“Truth” is a tricky word. When I first began exploring occult subjects as an early teen, I was fascinated with the I Ching, astrology, tarot cards. Everything seemed symbolic and mysterious. I remember vividly speaking with someone about the constellations: “But they’re all made up,” they argued. “They’re not real.”
Those are two different statements, though. I believe firmly that something can be both made-up and real. The idea of constellations was invented thousands of years ago, pictures drawn in the stars. It was an idea that resonated with humanity and became real. With our modern science, however, we come to another hurdle.
The constellations, the stars, they are millions and billions of miles away from us (and each other). They are spheres of gas burning in a constant nuclear reaction. They are huge beyond imagining, awe-inspiring; and by their existence defy thousands of years of human theory about our world. They do not actually revolve around us. Even our own sun does not.
Does that change their nature? For thousands of years, astrology and star magic relied on the idea that these pinpricks of light slowly rotated around us in a perfect celestial sphere. Does knowing the truth change the magic we work or the things we foretell?

The moon, the sun, anything out in space is an example of this. Mani and Sunna are deities, brother and sister. They are also physical objects that give us light, discs that seem to chase one another across the skies. And thanks to modern science, we now know they are enormous worlds in their own right, floating out in space beyond where most of us will ever reach. Mythology about the sun resting in a mythical realm each night seems outdated at times.
It’s still relevant on a smaller scale. Even small things are bigger than they once were. The stream near my home has its own spirit, but what happens to that spirit when the stream meets a river, and that river a bigger river, on and on down to the ocean? Ancient tribes worshiping an earth mother Goddess had no concept of just what the Earth meant, how much it encompassed. Our picture of our world as a whole, cohesive little globe floating in the dark is entirely modern. How do we, with our modern mindset, square the ancient perspectives with science and reason?
I argue that we don’t have to. Cognitive dissonance is a thing, but it’s possible to hold a thing in your mind as both a symbol and a reality. Sunna is a goddess, fiery and life-giving, warmth and life, who travels around our world each day in a blazing chariot. The sun is a giant ball of gas, a fire that will eventually go out, life-giver to everything on our planet, and a cure for my depression. All these things can be true at once.

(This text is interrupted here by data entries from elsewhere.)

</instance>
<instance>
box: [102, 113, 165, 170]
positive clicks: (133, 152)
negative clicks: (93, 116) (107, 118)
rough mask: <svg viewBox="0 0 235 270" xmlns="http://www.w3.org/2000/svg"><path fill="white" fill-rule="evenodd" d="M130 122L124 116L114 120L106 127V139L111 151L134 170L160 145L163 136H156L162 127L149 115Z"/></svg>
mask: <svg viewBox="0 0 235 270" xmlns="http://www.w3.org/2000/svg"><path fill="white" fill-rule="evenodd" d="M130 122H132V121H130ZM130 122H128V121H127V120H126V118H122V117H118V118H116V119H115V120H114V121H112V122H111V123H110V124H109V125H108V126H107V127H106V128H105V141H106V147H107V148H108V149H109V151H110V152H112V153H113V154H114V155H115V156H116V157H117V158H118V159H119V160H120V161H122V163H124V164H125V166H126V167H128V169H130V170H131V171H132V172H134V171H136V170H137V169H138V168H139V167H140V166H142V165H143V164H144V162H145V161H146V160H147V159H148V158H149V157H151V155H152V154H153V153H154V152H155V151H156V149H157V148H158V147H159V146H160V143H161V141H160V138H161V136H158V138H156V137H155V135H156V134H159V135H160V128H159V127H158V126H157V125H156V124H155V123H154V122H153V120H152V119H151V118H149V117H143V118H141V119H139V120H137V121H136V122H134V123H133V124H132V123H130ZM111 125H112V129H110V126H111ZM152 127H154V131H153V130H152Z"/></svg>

Ambiguity is scary to us as humans. As children, one of the first things we learn is how to classify things. “Boys have short hair.” “Girls wear dresses.” Most kids are more rigid in their gender definitions than adults are, because they are just learning to classify and everything must be black and white. Grey is difficult to understand, to handle. Deep down, many of us are still like children in this way.

For me, learning to embrace that ambiguity gave me power. When I was very young and learning about Wicca, I took “harm none” to heart. It resonated with how I was raised: sit still, speak softly, don’t bother anyone or speak up about your needs. Just keep the people around you happy and cross your fingers they’re nice to you back.
Harming none is hard, though. I eventually learned it’s okay to disappoint others if it means caring for myself. Other people can be hurt (disappointed, angry) without me actively harming them at all. As a people-pleaser this lesson, that hurt feelings do not mean I shouldn’t have done something, is an ambiguity that’s changed my life for the better.
Most European-based Pagan religions, Heathenry included, find power in the liminal. The places in-between, neither here nor there, are where strength and understanding lie. Of course most of us believe the Earth is round and the sun is burning far away; but this doesn’t need to take away from the symbolism of our religions and deities. The Earth is also a brown and green Goddess of rolling hills that stretch out to the horizon. The sun is a fiery chariot of beauty and light.